If there’s one manufacturer that has come from seemingly nowhere and injected life into the mobile market with a plethora of different products in the past year alone it has to be Samsung.
From the Gossip Girl-esque Ping to the James Bond-style S9110 watch phone, Samsung has shown imagination and vigour. It occurred to me the inroads the company is making when I recently had a serious discussion with two teenagers about the Genio Touch smart phone that allows users to change the colour of the back cover. They were aghast, yes aghast, that some wily phone store owner was trying to fob them off with a maroonish cover for their Genios when what they wanted was hot pink. They got their hot pink covers one way or another and realised that in shops we do service with snarl here in Ireland.
Samsung have come a long way in a relatively short period of time. Three years ago they had token efforts that were cheap plastic clamshell affairs. Then Samsung disappeared from the mobile space there was nothing to be heard from them for some time. Clearly they went away, saw what was happening in the market and decided to apply muscle to their future phone strategy.
All of a sudden Samsung were back in the market with devices like the Tocco, the Jet and Solid Extreme, all of which were novel, imaginative and clever. Another virtue of Samsung’s strategy is that as well as its own operating system (OS) strategy with the Bada platform, it has brought out at least three Google Android based devices and is even planning sleek Windows Mobile 6.5 smart phone products.
This adaptability is an indicator of what is needed in 2010 which is shaping up to be the year of the smart phone. What I mean by that is that is the internet connectivity that most business users and people who use devices like the iPhone take for granted is set to become a mass market affair.
When I look at the new Galaxy Spica device that Samsung are selling through O2 I see how mass consumerisation of smart phones is possible. Not only mass consumerisation, consider massive personalisation.
The device comes in a very attractive, rugged but comfortable enclosure, trimmed in red. A touch screen phone, it still carries the usual call and hang up buttons traditional phone users would expect on their devices but as a reminder that this is an internet phone too, it features a ‘home’ key, a ‘browser’ key and a ‘back’ button. Boasting a 3.2 megapixel camera, the internet connectivity of the device is clear and seamless. In one small step, from taking a photograph, all I need to do is hit a share button and I can have the photograph instantaneously on any social networking site of my choice, in this case Facebook.

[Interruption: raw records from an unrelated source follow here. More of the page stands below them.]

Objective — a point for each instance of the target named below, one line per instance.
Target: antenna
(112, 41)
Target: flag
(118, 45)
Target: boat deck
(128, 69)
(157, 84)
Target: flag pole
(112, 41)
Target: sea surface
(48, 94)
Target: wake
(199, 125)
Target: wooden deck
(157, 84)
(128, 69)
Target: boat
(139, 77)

While I’ve played with the occasional Android-powered device, this was the first one that I got to spend some time with and I have to say the role Android will play in putting the internet into the hands of the next 1bn people to come online cannot be underestimated.

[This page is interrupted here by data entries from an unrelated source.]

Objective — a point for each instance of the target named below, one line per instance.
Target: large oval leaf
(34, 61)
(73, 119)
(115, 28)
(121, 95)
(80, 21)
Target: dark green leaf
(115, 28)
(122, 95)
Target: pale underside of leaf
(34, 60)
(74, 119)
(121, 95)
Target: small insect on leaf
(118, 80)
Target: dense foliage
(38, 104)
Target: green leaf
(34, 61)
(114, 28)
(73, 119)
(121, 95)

The Galaxy Spica thanks to Android is truly a fully-fledged internet experience. One of the first things to present itself on the front page is a Google search bar. Applications like Google Maps, Facebook and Gmail are accessible either on the main menu or you can drag them to the front page to keep an eye on new messages or status updates. Google Maps in particular proved to be a reliable, solid affair and we even used it to plan in detail a recent roadtrip. Maps on the Spica is intuitive and fast.
One of my first ports of call when I started using the device was to go to the Android Market and my first impression of the Market are that is very well structured for finding the tools you need whether its software for health, finance or entertainment. In mere seconds I had found the app I was looking for – an app called ‘Hi MSN’ which allowed me to keep an eye on my Windows Live messages as well as Gmail.
Android’s ability to allow you to expand your home screen beyond a single page is also something that must be considered ground-breaking and for consumers who believe their phone says as much about them as the clothes they wear, this will allow for greater personalisation.
The Samsung Galaxy Spica to my mind marks a turning point in the relationship between ordinary individuals and their mobile device. Pure internet-powered smart phone experiences are no longer just for affluent geeks but every man, woman and child. With this device, Samsung have sparked something very important.
The device is priced €99 for O2 contract customers and €299 on Prepay. It is also available for purchase online from www.o2.ie as well as Carphone Warehouse stores.